With a full panel of 12 jurors and three alternates, a Minnesota judge put the murder trial over the death of George Floyd to rest until next week.
MINNEAPOLIS (CN) — A full jury has been empaneled in the murder case against former Minneapolis police officer Derek Chauvin for the death of George Floyd, putting an end to a two-week selection process and inching the city closer to its highest-profile criminal trial in living memory.
The selection of Juror No. 131, a white accountant who said he believed Black Americans are not treated equally by police but expressed wariness of measures like defunding the Minneapolis Police Department, brought the jury panel to a total of 15, including three alternates in case members of the initial 12-jury panel prove unable to serve.
The 15 jurors span a wide range of ages, but most are between 30 and 60. Three are in their twenties and one is in her sixties. The entire jury panel includes four white men, three Black men, five white women, a Black woman and two mixed-race women, adding up to a slight majority of white jurors in a case where race is in the spotlight. The 12 jurors currently expected to hear the case include all four Black jurors and both mixed-race women, making it an even split.
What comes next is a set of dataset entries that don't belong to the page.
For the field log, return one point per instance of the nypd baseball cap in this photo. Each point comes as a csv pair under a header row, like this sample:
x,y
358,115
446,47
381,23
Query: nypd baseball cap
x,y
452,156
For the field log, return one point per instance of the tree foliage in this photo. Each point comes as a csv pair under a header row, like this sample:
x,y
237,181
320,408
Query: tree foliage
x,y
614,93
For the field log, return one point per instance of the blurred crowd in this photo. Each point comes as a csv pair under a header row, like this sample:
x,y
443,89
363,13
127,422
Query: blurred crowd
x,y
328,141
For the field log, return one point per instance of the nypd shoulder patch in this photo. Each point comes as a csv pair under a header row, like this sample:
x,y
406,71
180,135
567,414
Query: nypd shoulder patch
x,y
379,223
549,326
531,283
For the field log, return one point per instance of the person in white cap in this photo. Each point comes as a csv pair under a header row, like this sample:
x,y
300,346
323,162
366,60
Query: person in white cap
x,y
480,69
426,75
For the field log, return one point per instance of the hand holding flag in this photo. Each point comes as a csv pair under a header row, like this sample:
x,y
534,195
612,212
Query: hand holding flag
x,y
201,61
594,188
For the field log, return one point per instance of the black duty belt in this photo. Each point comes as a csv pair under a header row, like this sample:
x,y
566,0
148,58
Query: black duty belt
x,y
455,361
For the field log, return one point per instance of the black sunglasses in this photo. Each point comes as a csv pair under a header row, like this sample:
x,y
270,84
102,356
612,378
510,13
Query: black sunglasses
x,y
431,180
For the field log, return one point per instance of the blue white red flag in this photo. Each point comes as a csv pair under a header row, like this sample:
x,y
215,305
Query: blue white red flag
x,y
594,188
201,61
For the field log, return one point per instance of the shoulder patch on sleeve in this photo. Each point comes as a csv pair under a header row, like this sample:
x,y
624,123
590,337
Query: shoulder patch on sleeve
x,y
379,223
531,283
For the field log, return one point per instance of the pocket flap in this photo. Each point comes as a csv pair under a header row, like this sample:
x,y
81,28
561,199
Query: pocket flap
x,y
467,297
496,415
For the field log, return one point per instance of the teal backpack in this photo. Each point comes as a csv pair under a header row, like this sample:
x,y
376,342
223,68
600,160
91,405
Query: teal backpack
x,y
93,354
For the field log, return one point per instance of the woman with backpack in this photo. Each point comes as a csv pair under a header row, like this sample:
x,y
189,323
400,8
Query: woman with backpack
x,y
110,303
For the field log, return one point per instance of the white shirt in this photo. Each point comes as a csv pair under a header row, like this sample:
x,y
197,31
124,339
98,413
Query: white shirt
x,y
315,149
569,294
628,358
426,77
Hennepin County Judge Peter Cahill was adamant Monday afternoon about getting a 15th “insurance” juror on Tuesday, saying he’d call 12 potential jurors and go through every one of them if it came to it.
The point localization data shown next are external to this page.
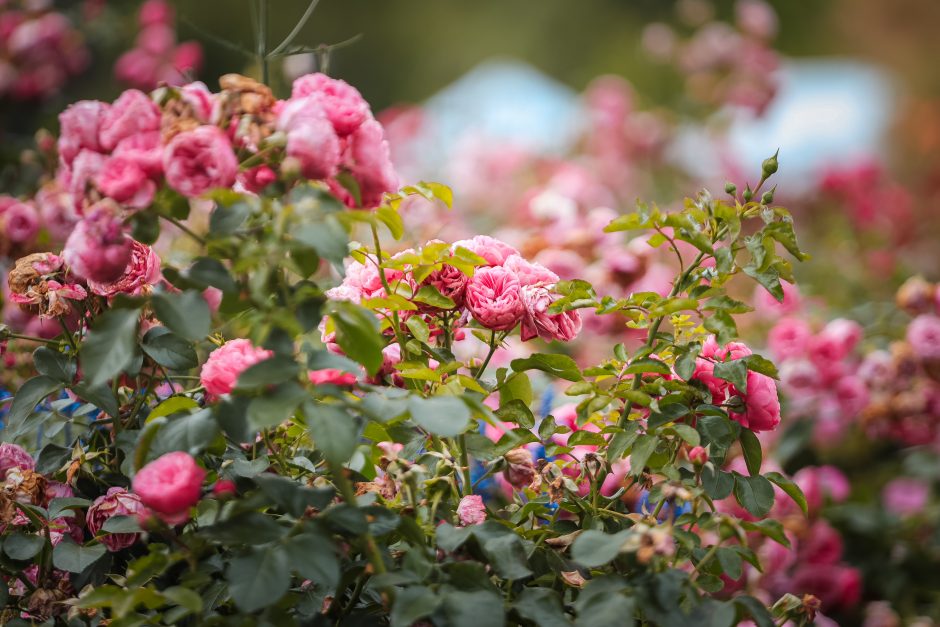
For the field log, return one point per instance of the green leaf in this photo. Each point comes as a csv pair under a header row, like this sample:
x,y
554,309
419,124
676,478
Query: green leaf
x,y
110,346
27,397
734,371
593,548
75,558
259,578
750,446
186,313
357,333
755,494
790,488
446,416
413,603
168,349
560,366
54,364
22,546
It didn’t come to that. Cahill dismissed three jurors on Tuesday morning, but the final juror was selected just after 11:30 a.m., and after the selection the judge quickly called a recess until opening statements on March 29.
Only 14 of the 15 jurors will be seated. If all 14 are still able to serve on Monday, Cahill said he’d dismiss Juror 131.
The heavy media coverage of Floyd’s death, the protests and riots that followed and the lead-up to Chauvin’s trial have made jury selection an arduous process. The court considered over 130 jurors, and over the course of selection more than 30 of them were struck for cause. Cahill granted each side ample peremptory strikes, but both came close to exhausting them by the end of the process.
The March 12 announcement of a $27 million civil settlement agreement with Floyd’s family made selection even tenser, with Chauvin’s attorney Eric Nelson pushing for review of the already selected jurors and eventually for a delay or change of venue. Cahill agreed to re-examine the jurors and dismissed two after they said press from the settlement had impacted their ability to impartially judge the case, but he denied the delay and change-of-venue motions, finding that neither was likely to mitigate the impact of heavy press coverage.
“I don’t think there is any place in the state of Minnesota that has not been subjected to extreme amounts of publicity on this case,” he said.
He also granted three additional peremptory strikes to Nelson and one to the prosecution team for the trouble.
“We knew that probably, most jurors were going to be familiar in some way with the case,” former Hennepin County Chief Public Defender Mary Moriarty, who also works as an adjunct law professor at the University of Minnesota, said in an interview. “But I think every juror is familiar with the case, and having the settlement by the city announced in the middle of jury selection was really, really unfortunate timing.”
“That created issues that no one anticipated,” she added, noting that several jurors, including the first juror Cahill called back for review, had mentioned hearing about the settlement and a few had said it would impact their ability to be impartial.
Moriarty said she was pleased to see a more diverse jury panel than is typical in Hennepin County. Jury pools in the county, she said, are typically not reflective of the size of its Black population, which makes up just shy of 14% of the county. With four black jurors and two jurors of mixed race, this panel outpaces that substantially.
She was still concerned, she said, with the dismissal of one older Black juror early in the proceedings. The man had affirmed his ability to be impartial, but Nelson dismissed him with a peremptory challenge on the grounds that he had a negative view of the Minneapolis Police Department. The man, who said he had lived in the Southside neighborhood where Floyd died, reported that MPD officers had a habit of playing the Queen song “Another One Bites the Dust” and riding around the neighborhood after Black men were arrested or killed in the area.
“Why does that make him biased? Because he was a witness to that?” Moriarty said. “I think it shows a very big flaw in the law, and also I would wish that judges would delve more into it, and not be afraid to say ‘this is based on lived experience which is based on race.’”
Opening statements in Chauvin’s case are scheduled for next Monday. Three other former officers charged in connection with Floyd’s May 2020 death are set to go to trial in August.